1. Field of the Invention
This invention relates to a positioning apparatus which is used for projection exposure apparatuses used in semiconductor lithography, various kinds of precision processing machines, various kinds of precision measuring apparatuses, or the like.
2. Description of the Related Art
In projection exposure apparatuses used in semiconductor lithography, various kinds of precision processing machines, various kinds of precision measuring apparatuses, or the like, positioning of a substrate to be exposed, such as a wafer or the like, an object to be processed or an object to be measured with high precision, is required. In addition, recently, high-speed positioning is desired in order to improve the throughput of the operation.
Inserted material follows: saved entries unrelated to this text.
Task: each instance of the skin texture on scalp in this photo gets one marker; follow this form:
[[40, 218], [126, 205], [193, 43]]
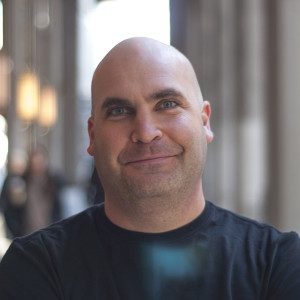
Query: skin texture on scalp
[[143, 48], [148, 136]]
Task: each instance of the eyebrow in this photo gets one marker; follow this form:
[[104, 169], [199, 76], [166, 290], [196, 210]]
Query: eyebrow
[[115, 101], [165, 94]]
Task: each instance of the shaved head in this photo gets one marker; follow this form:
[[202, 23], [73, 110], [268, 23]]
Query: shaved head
[[149, 132], [139, 53]]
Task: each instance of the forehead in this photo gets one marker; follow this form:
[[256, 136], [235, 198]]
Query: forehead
[[135, 76]]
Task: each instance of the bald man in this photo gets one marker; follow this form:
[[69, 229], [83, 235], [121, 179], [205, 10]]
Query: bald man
[[156, 237]]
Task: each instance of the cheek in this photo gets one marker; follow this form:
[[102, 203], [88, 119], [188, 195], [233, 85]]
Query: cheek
[[108, 144], [186, 129]]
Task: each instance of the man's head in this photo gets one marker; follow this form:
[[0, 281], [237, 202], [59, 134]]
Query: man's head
[[149, 127]]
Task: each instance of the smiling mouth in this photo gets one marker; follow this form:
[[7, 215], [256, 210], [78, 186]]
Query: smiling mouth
[[150, 160]]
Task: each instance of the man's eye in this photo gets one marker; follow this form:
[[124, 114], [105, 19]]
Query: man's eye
[[118, 111], [168, 104]]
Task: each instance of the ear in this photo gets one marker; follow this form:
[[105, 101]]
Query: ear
[[205, 114], [90, 148]]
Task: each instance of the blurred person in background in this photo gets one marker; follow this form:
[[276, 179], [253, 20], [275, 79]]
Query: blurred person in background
[[13, 194], [43, 189], [155, 236]]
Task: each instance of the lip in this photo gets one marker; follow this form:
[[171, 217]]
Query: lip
[[152, 159]]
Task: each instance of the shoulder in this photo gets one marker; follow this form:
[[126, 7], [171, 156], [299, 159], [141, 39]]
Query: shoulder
[[77, 229], [259, 234]]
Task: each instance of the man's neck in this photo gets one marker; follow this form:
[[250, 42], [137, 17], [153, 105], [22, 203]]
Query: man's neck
[[155, 215]]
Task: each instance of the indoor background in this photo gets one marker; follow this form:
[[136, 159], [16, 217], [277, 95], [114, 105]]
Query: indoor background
[[246, 56]]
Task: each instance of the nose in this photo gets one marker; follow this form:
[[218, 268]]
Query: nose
[[145, 129]]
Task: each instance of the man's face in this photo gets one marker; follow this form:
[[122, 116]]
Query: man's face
[[147, 132]]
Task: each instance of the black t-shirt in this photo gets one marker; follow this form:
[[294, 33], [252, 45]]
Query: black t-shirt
[[219, 255]]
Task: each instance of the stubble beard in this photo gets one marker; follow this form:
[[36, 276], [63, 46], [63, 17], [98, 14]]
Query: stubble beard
[[164, 190]]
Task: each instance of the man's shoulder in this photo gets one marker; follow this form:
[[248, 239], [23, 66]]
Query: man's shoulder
[[77, 229], [240, 227]]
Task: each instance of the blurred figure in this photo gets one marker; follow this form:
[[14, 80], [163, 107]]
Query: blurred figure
[[95, 193], [13, 195], [43, 191]]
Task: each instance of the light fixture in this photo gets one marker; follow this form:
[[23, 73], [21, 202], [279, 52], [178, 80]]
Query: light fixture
[[28, 97], [48, 108]]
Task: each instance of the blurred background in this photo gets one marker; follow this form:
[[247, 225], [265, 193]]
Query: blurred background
[[246, 56]]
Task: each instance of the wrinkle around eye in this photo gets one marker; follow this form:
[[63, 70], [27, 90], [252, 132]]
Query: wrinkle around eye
[[171, 105], [118, 111]]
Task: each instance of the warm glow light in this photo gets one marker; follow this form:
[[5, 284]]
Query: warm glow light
[[48, 108], [28, 97]]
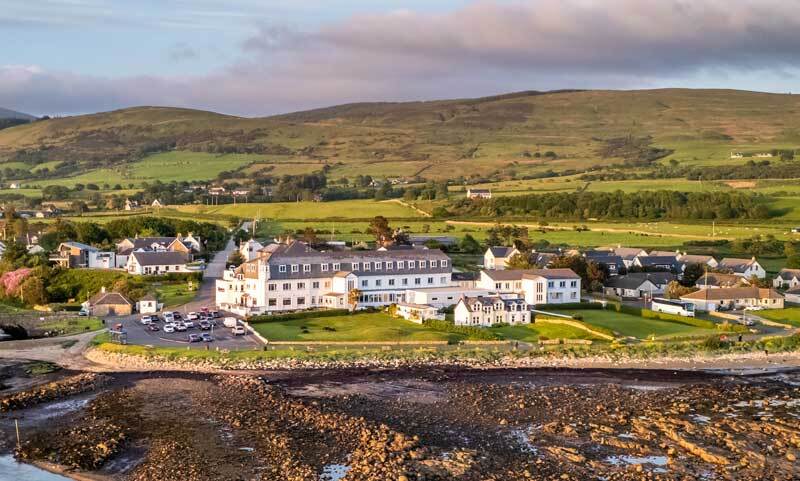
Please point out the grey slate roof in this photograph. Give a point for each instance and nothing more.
(636, 279)
(501, 251)
(168, 258)
(300, 254)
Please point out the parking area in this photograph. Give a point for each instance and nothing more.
(222, 336)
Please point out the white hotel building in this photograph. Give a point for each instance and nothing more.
(537, 286)
(296, 277)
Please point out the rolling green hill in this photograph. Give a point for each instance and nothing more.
(514, 135)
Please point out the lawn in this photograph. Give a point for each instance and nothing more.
(72, 325)
(344, 209)
(532, 332)
(790, 315)
(176, 294)
(363, 327)
(639, 327)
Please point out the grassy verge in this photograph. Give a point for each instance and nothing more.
(72, 325)
(790, 315)
(642, 351)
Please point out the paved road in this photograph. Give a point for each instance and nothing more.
(223, 339)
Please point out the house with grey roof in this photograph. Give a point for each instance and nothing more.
(497, 257)
(486, 311)
(787, 279)
(743, 267)
(157, 263)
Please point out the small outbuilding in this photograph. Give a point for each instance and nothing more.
(109, 304)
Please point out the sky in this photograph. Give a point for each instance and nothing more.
(264, 57)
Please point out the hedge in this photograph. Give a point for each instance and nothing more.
(472, 333)
(298, 315)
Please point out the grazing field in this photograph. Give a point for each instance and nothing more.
(790, 315)
(639, 327)
(344, 209)
(364, 327)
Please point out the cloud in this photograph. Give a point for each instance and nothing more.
(181, 51)
(486, 47)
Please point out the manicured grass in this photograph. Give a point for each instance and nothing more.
(176, 294)
(639, 327)
(344, 209)
(533, 332)
(364, 327)
(790, 315)
(73, 325)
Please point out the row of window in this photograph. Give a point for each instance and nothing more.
(365, 283)
(365, 266)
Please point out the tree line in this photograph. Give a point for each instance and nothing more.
(618, 205)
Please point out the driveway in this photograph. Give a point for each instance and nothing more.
(223, 339)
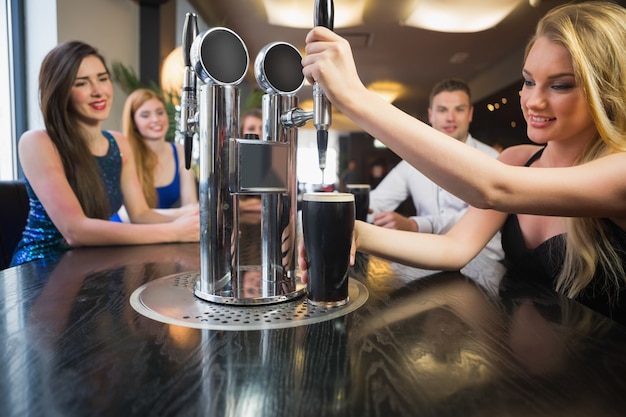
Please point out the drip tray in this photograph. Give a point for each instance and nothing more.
(171, 300)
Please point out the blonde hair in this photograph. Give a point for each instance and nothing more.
(145, 159)
(594, 33)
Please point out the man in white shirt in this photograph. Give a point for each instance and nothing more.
(450, 111)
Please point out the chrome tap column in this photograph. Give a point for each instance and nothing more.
(245, 258)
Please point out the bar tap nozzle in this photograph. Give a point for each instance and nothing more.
(324, 16)
(188, 101)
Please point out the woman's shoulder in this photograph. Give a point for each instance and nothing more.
(518, 154)
(35, 139)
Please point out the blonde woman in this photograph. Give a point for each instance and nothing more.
(561, 204)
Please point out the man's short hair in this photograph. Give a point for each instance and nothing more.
(449, 84)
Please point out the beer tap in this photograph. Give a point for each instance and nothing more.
(188, 102)
(324, 16)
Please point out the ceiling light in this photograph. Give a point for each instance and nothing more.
(299, 13)
(460, 16)
(388, 90)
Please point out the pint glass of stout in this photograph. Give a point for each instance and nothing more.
(361, 194)
(327, 225)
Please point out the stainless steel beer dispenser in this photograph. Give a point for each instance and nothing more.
(245, 257)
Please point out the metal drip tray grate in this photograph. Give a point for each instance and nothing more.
(171, 300)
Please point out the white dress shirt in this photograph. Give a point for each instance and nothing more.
(437, 209)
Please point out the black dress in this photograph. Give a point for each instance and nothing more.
(542, 264)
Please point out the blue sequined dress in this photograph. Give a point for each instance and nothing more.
(41, 238)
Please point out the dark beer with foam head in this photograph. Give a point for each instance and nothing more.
(327, 226)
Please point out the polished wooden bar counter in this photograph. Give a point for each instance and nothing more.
(423, 344)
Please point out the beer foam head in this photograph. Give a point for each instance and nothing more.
(358, 186)
(329, 197)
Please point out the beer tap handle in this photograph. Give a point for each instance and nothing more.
(188, 105)
(324, 16)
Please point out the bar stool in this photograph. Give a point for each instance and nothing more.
(14, 208)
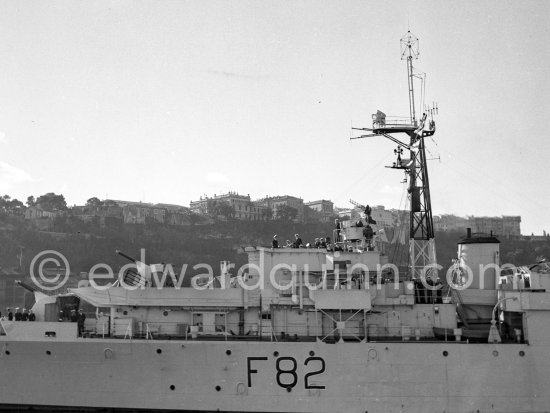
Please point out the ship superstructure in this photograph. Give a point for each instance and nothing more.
(334, 328)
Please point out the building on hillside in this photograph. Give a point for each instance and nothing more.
(450, 222)
(36, 212)
(383, 217)
(507, 226)
(176, 214)
(139, 212)
(274, 203)
(323, 210)
(243, 207)
(511, 226)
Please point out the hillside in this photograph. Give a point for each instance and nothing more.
(86, 244)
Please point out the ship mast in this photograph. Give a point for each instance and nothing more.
(421, 231)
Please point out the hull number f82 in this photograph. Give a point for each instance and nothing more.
(286, 370)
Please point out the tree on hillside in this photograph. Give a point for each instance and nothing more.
(286, 213)
(94, 202)
(11, 206)
(52, 202)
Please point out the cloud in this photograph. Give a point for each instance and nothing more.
(11, 176)
(236, 75)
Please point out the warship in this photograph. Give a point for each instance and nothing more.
(324, 328)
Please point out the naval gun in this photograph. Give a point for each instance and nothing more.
(140, 276)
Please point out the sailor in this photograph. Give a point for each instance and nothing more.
(80, 320)
(338, 227)
(368, 233)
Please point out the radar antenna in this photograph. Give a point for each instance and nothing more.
(421, 229)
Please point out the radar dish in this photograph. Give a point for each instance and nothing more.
(409, 46)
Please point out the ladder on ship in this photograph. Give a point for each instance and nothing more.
(457, 299)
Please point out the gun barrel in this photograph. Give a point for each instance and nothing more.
(125, 256)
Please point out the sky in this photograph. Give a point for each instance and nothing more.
(168, 101)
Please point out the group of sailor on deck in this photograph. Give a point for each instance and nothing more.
(18, 316)
(325, 242)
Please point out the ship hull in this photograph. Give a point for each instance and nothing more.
(276, 376)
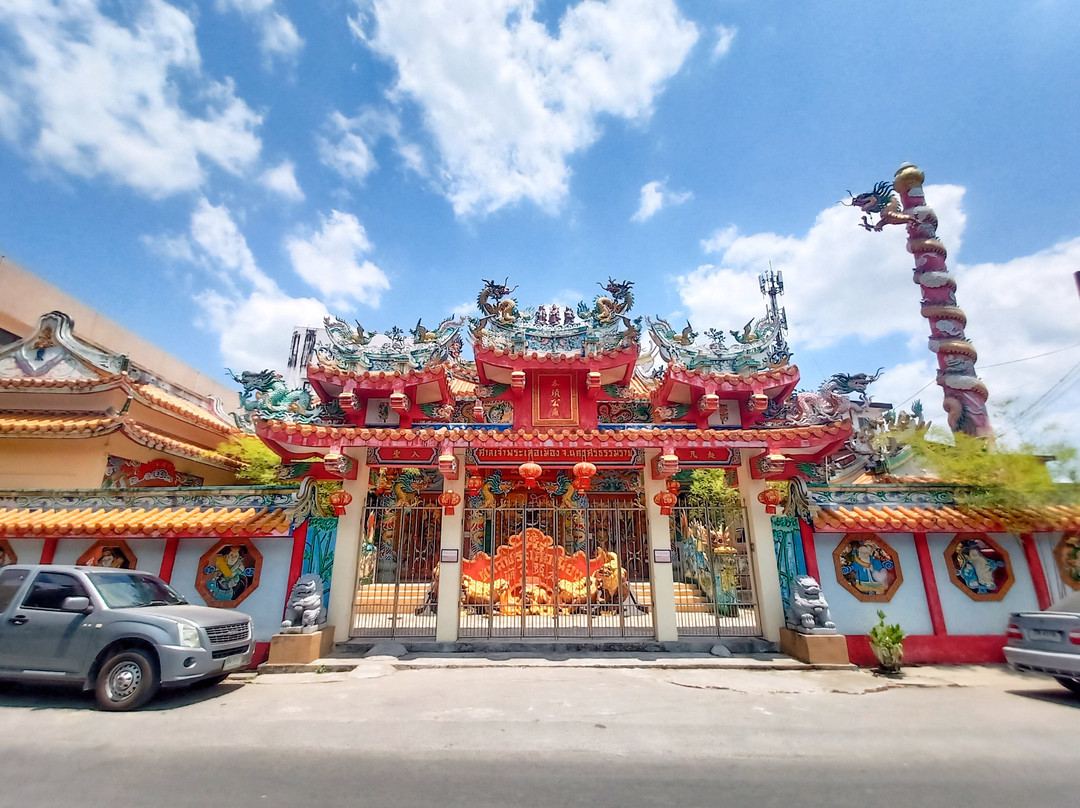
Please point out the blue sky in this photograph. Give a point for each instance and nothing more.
(212, 173)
FIGS. 8 and 9 are a plan view and a cross-sectional view, respectively, of a conventional top stage for performing focusing or final fine positioning of a substrate, such as a wafer or the like, with respect to a projection lens system in a projection exposure apparatus. Top stage E.sub.0 includes a circular holding board 104 having a suction surface (not shown) for attracting a substrate, such as a wafer or the like, by a vacuum suction force or the like. Holding board 104 is supported by a plurality of first piezoelectric elements 105 on top plate 101 of an XY stage (not shown). One end of each of the first piezoelectric elements 105 is elastically connected to annular member 103 adjacent to the outer circumference of holding board 104 via an elastic hinge 105a. Another end of each of the first piezoelectric elements 105 is elastically connected to top plate 101 via an elastic hinge 105b. Holding board 104 and annular member 103 are elastically connected by a plurality of first leaf springs 103a. A plurality of supporting members 102 provided as one body with top plate 101 and the outer circumference of annular member 103 are elastically connected by a plurality of second leaf springs 103b.
First piezoelectric elements 105 expand and contract by driving currents individually supplied to the respective elements, so as to bring holding board 104 away from and closer to top plate 101, and to change the relative angle of inclination between holding board 104 and top plate 101. Holding board 104 has a protruding arm 104a extending in the direction of its diameter through an opening 103c of annular member 103. A second piezoelectric element 106 is provided between the protruding arm 104a and a protruding arm 103d provided on annular member 103. Holding board 104 and annular member 103 retatively rotate by the expansion and contraction of piezoelectric element 106.
That is, by driving all of the first piezoelectric elements 105 by the same amount, holding board 104 is reciprocated about an axis perpendicular to the surface of top plate 101 (hereinafter termed a "z axis"), and by individually changing the driving amount for each of the first piezoelectric elements 105, the angle of inclination of holding board 104 with respect to the plane perpendicular to the z axis, i.e., the parallelism of holding board 104, is adjusted. Furthermore, by driving the second piezoelectric element 106, the angle of rotation of holding board 104 around the z axis is adjusted. Focusing and final positioning of a wafer (not shown) held on holding board 104 are performed by such fine adjustment.
However, in the above-described conventional approach, since the second piezoelectric element is connected to the annular member, which is moved by the first piezoelectric elements, a large amount of unbalance is produced in the mass of the annular member. In addition, oscillations generated when simultaneously driving the first and second piezoelectric elements mutually influence the stability of those elements, thereby causing a great decrease in dynamic characteristics as well as a decrease in the positioning accuracy. Accordingly, the speed of positioning using the top stage cannot be increased.
Furthermore, since the annular member and the holding board, and the supporting members, provided as one body with the top plate, and the annular member are connected by leaf springs, the annular member and/or the supporting members may deform by the reaction of the leaf springs when the amount of driving of each of the piezoelectric elements is large, thereby causing a decrease in the positioning accuracy.